Altri Paesi europei, colpiti dalla pandemia dopo noi, ne stanno già uscendo. Hanno già riaperto le scuole, gli alberghi e tutto il resto. Noi no. Per timore di correre rischi (calcolati: non si tratta di essere incoscienti, è chiaro), in Italia tutto procede al rallentatore. Con mille task force, mille commissioni, mille vincoli, mille intoppi, mille complicazioni. Che, c’è da scommetterci, dureranno in qualche forma almeno fino a quando non si troverà il vaccino. Perché da noi non c’è nulla di più definitivo del provvisorio.
A dire il vero la progressiva complicazione della vita pubblica non riguarda soltanto l’Italia. E’ il mondo della politica che ci spinge verso una sempre maggiore complessità. La vita era più semplice vent’anni fa; e sono pronto a scommettere che tra altri vent’anni saremo ancora più incasinati. Con più leggi, più regolamenti, più norme, più divieti. Che restano in vigore anche quando l’emergenza che li ha partoriti è finita da un pezzo. Un esempio: dal novembre 2006 è vietato imbarcare sugli aerei liquidi sopra i 100 ml. Perché un terrorista era riuscito a fabbricare una sorta di bombetta con del liquido portato a bordo. Si era detto che questa fastidiosa limitazione, terminati gli attentati sugli aerei, sarebbe finita nel 2013. Poi nel 2016. Poi nel 2019. Ora si parla di toglierla il prossimo anno… Invece è sempre in vigore. E probabilmente lo sarà per molti anni ancora.
Possiamo supporre che lo stesso avverrà per le limitazioni antiCovid. Hanno un senso ora, ma credo che resteranno in vigore anche quando di Covid non si parlerà più. Perché politici e burocrati non vorranno correre il rischio di essere accusati di scarsa attenzione nei confronti della salute pubblica. Per pararsi il didietro, ed evitare qualunque critica, fanno la cosa più semplice: si trincerano dietro una muraglia di leggi e regolamenti. Quelli che ci complicano la vita. E, danneggiando l’economia, ci impoveriscono. Eppure, lo dicevamo, è impossibile evitare i rischi. E il rischio più grande è proprio l’illudersi di non correrli. La vita è incerta e pericolosa: non esiste al mondo presidente, premier, partito o partner che ci possano mettere al sicuro.

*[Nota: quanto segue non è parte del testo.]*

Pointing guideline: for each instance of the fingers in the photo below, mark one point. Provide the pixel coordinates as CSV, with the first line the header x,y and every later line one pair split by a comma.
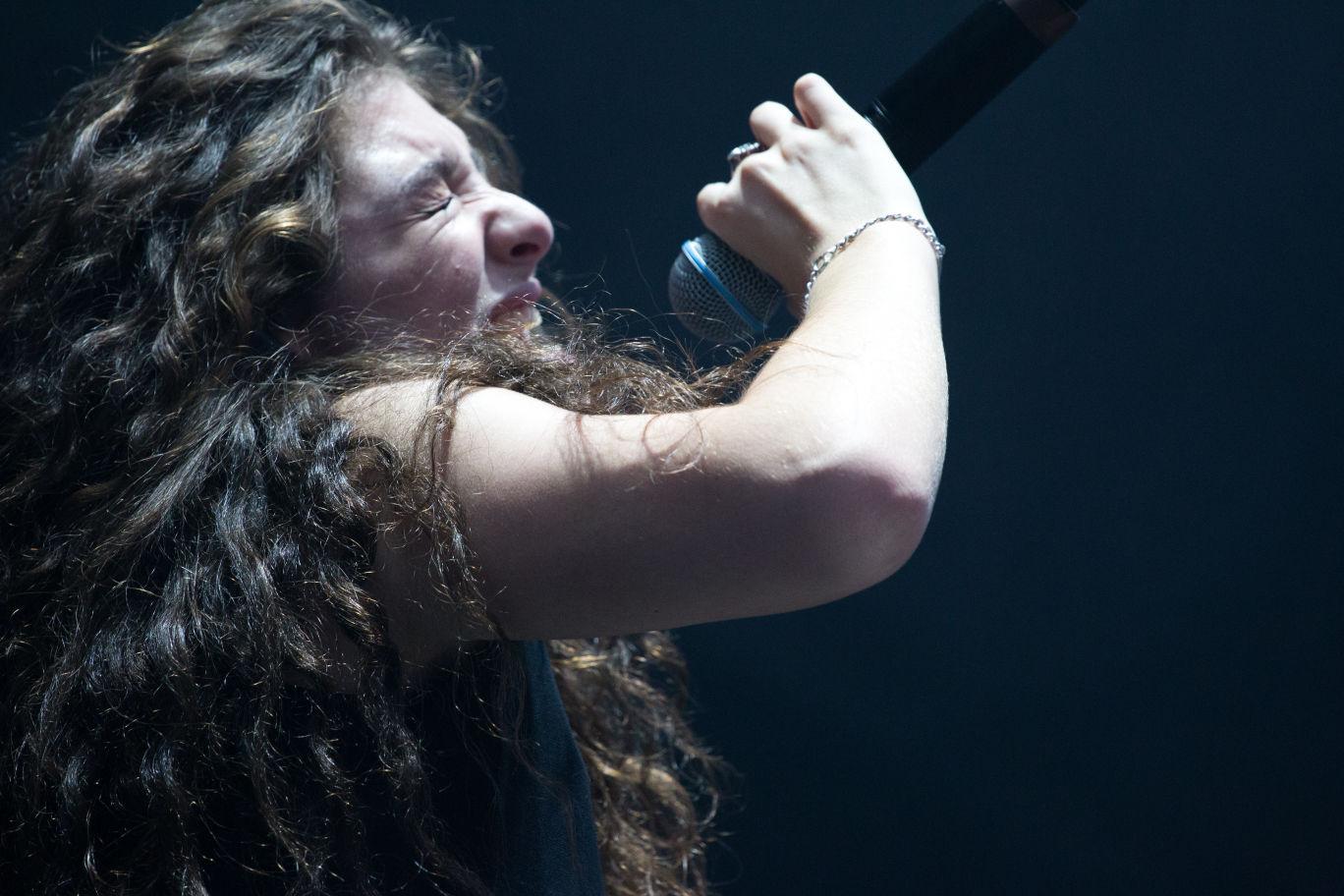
x,y
818,103
769,123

Esistono, dunque, le certezze? Sì. Ma non vengono dall’esterno. Bensì da dentro di noi. Per essere felice, o quantomeno sereno, devo accettare la mia fragilità. E l’insicurezza che mi circonda. Vivo in un mondo pieno di rischi, dove tutto può cambiare da un momento all’altro. E nessuno mi può salvare. Però una certezza la posso avere. E’ la certezza del mio valore. Della mia resilienza. Della mia capacità di risollevarmi dopo essere caduto. Di vincere dopo una sconfitta. Solo così, con le mie sicurezze interiori che nessun virus può scalfire, posso sconfiggere la paura. E vivere felice.